At the same time, talks between those at the facility and UMass, and then AIC, about hosting D1 hockey picked up in intensity. The bid was submitted just prior to COVID in 2020, and word was received that Springfield had been awarded one of the regionals for 2024 that October.

And, as noted earlier, it was just the first of many bids to be submitted, said Dolan, adding that sporting events of this nature are advantageous for many reasons. They bring people to Western Mass. from outside the region, thus giving it some exposure while also filling hotel rooms and restaurants. They also bring energy to the downtown for several days at a time.

“Our goal is to have Springfield host an NCAA championship every year,” he told BusinessWest, “so that this becomes something that we all, as community members, can anticipate. The sport will change by the year, but we want to have something each year.”


Icing on the Cake

When asked what to expect over those three days in late March, those we spoke with said there will certainly be some quality hockey on tap.

After that … well, much depends on how this bracket comes together.

One recent bit of bracketology, from Feb. 21, had UMass Amherst, Boston University, Denver, and Cornell coming to the MassMutual Center; that’s three teams from the Northeast and one from 2,000 miles away.

But other factors will play into this equation as well, everything from the weather to the fact that this will be Easter weekend (in making their bid, the local partners specifically bid for games to be played on Thursday and Saturday, rather than Friday and Sunday, to avoid playing on Easter).

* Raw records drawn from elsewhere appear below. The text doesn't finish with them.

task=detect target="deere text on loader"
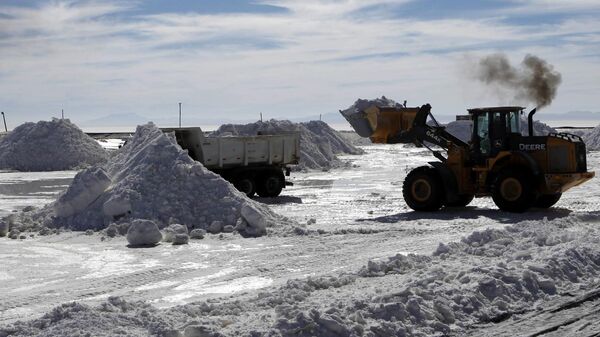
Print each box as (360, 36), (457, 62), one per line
(343, 104), (594, 212)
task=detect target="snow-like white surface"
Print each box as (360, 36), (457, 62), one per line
(0, 145), (600, 336)
(214, 119), (362, 170)
(0, 118), (108, 171)
(4, 124), (290, 236)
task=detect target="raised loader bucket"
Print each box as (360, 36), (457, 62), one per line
(340, 105), (419, 144)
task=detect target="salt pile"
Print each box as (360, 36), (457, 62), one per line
(340, 96), (404, 137)
(0, 118), (108, 171)
(583, 125), (600, 151)
(6, 124), (290, 236)
(214, 119), (363, 170)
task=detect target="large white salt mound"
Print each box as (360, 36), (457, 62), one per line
(214, 119), (363, 170)
(583, 125), (600, 151)
(0, 118), (108, 171)
(12, 124), (286, 236)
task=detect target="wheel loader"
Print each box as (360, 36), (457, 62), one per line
(342, 104), (595, 212)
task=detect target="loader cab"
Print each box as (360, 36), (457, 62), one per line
(468, 107), (525, 164)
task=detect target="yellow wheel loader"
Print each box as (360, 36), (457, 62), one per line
(342, 104), (594, 212)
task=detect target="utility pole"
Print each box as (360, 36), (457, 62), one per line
(179, 102), (181, 129)
(2, 111), (8, 132)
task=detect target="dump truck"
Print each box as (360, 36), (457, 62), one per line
(342, 104), (595, 212)
(161, 127), (300, 197)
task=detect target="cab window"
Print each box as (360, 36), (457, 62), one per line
(506, 112), (521, 133)
(477, 113), (490, 154)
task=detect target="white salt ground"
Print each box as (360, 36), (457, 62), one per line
(0, 213), (600, 337)
(214, 119), (363, 170)
(4, 124), (293, 236)
(0, 118), (108, 171)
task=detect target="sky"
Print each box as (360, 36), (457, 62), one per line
(0, 0), (600, 125)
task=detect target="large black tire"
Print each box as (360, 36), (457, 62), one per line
(256, 172), (285, 198)
(533, 193), (562, 208)
(402, 166), (444, 212)
(492, 168), (537, 213)
(233, 176), (256, 198)
(446, 194), (475, 207)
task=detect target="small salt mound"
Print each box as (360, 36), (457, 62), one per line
(127, 219), (162, 247)
(214, 119), (363, 170)
(11, 124), (286, 236)
(583, 125), (600, 151)
(0, 118), (108, 171)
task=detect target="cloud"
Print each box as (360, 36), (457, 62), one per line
(0, 0), (600, 124)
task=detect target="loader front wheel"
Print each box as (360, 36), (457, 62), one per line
(533, 193), (562, 208)
(402, 166), (443, 212)
(492, 169), (537, 213)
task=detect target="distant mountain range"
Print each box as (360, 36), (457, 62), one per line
(81, 111), (600, 127)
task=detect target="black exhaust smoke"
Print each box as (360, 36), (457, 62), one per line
(475, 54), (562, 108)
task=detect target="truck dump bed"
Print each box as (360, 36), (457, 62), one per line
(162, 128), (300, 169)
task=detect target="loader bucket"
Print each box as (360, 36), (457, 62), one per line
(340, 105), (419, 144)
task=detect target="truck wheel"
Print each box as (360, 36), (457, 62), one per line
(446, 194), (475, 207)
(402, 166), (443, 212)
(492, 169), (536, 213)
(256, 173), (283, 198)
(233, 177), (256, 198)
(533, 193), (562, 208)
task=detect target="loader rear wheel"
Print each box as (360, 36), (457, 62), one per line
(533, 193), (562, 208)
(492, 169), (537, 213)
(256, 172), (284, 198)
(402, 166), (443, 212)
(446, 194), (475, 207)
(233, 177), (256, 198)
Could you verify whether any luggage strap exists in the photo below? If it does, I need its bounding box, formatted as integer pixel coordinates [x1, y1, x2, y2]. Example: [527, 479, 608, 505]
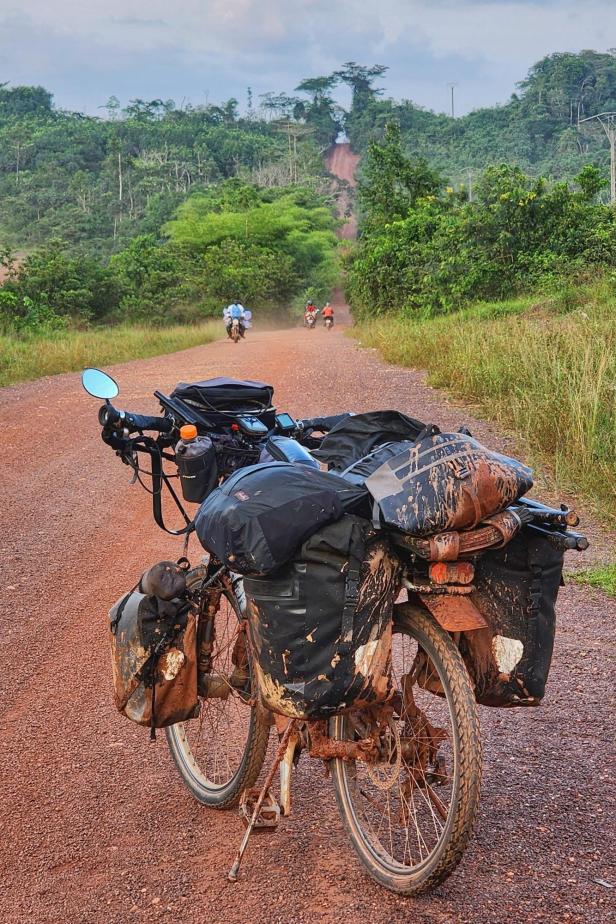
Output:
[338, 527, 364, 655]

Advance ticket sales, as noted, have been solid, Dolan said, adding that the brackets will not be announced until the Sunday before the games start. Most tickets will be sold after Selection Sunday, he explained, but organizers will push for advanced sales, emphasizing the quality of the hockey and the fact that Springfield hasn’t seen anything quite like this before.

“The NCAA has blocked 940 rooms in our area, which is significant for a late March weekend that coincides with the Easter holiday,” Wydra said. “So this figure is a very good indicator of the likely impact on our accommodations sector. It’s a little tougher to predict the overall room demand without knowing which teams will make it into the regional tournament. Some fanbases are very engaged and will follow their teams more enthusiastically than others, and of course distance is a factor, but we’re certainly expecting the room demand to be high.”

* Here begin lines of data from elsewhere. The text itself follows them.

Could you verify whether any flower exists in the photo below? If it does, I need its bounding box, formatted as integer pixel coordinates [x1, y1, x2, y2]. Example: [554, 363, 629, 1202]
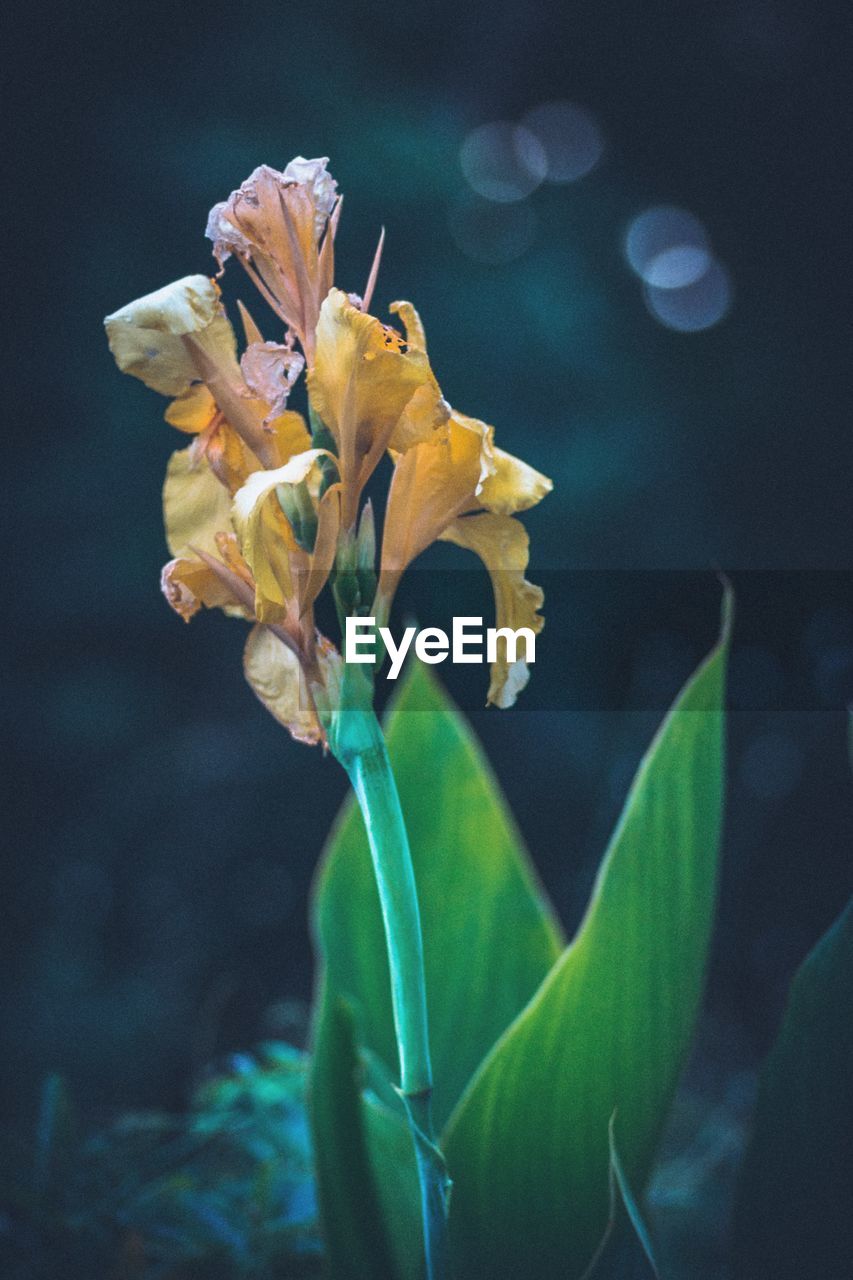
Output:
[105, 156, 551, 742]
[377, 302, 552, 707]
[104, 275, 309, 483]
[105, 275, 339, 741]
[307, 289, 450, 529]
[207, 156, 341, 364]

Having the Minutemen, which have been averaging more than 5,000 fans per game this year and have drawn as many as 8,000 to some tilts, including one against Michigan, will be huge, but other teams are expected to travel well.

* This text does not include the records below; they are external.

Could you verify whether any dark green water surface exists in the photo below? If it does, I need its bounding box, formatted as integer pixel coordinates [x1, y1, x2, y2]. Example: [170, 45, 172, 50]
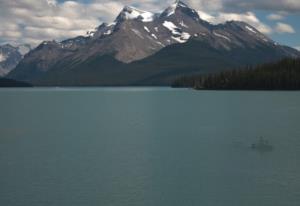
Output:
[0, 88, 300, 206]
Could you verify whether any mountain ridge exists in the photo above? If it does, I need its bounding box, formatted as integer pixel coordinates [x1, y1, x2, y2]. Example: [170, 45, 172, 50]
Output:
[8, 1, 300, 85]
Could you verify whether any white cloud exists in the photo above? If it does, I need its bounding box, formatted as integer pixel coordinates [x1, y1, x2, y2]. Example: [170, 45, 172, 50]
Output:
[267, 14, 285, 21]
[0, 0, 300, 45]
[198, 11, 272, 34]
[0, 0, 123, 45]
[223, 0, 300, 13]
[275, 22, 295, 34]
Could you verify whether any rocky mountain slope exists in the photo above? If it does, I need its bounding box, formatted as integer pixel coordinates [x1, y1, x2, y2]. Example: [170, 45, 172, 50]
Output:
[8, 1, 300, 86]
[0, 44, 31, 76]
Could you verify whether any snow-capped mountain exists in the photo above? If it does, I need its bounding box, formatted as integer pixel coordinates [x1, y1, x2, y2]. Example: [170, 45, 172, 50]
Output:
[9, 1, 299, 85]
[0, 44, 31, 76]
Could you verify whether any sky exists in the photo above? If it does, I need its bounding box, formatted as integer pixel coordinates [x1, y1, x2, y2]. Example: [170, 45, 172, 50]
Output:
[0, 0, 300, 50]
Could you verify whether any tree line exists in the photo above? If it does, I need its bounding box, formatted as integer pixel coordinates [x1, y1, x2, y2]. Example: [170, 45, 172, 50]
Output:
[172, 58, 300, 90]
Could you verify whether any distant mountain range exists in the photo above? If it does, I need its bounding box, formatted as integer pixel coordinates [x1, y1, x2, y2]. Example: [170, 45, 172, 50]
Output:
[7, 1, 300, 86]
[0, 44, 31, 76]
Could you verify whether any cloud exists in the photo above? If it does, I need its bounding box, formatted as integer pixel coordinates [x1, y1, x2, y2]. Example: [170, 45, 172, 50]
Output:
[223, 0, 300, 13]
[0, 0, 300, 45]
[267, 14, 285, 21]
[0, 0, 123, 45]
[275, 22, 295, 34]
[198, 11, 272, 34]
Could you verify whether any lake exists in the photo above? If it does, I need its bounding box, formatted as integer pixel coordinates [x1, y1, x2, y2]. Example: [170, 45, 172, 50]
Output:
[0, 88, 300, 206]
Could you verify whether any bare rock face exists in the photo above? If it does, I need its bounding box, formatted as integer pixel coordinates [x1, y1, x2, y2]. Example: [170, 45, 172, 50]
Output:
[0, 44, 31, 76]
[8, 1, 300, 84]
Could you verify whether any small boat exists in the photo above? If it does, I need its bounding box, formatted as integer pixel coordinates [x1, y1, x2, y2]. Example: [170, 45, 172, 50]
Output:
[251, 137, 273, 152]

When asked how they will measure success, those involved said there will be several yardsticks, including everything from ticket sales to how well those attending the games support downtown businesses.

And the results may ultimately play into how well the three partners fare as they vie for other regionals — bids have been submitted for 2026, 2027, and 2028.

“We’re planning on having a lot of success with this,” Smith said. “And it would be great to have it where every few years we have this in our backyard.”

Chapin, a member of the BusinessWest 40 Under Forty class of 2023, agreed.

“You have a community that’s really invested in hockey, and we will bring some the nation’s best talent to Springfield,” she said. “So I expect near-sellout crowds for the event.”

Added Wydra, “we’re sure the NCAA will be looking at how Springfield measures up to the other regional tournament locations,” which include Providence, R.I., Maryland Heights, Mo., and Sioux Falls, S.D.

“Here, our attention will be focused on the hotel-occupancy data, ticket sales for the games, attendance at area attractions, and dining volume at local restaurants. We expect to see a busy downtown in late March, with foot traffic on the street, and our enthusiasm for this event is high.”

Now, they’re just waiting for the puck to drop.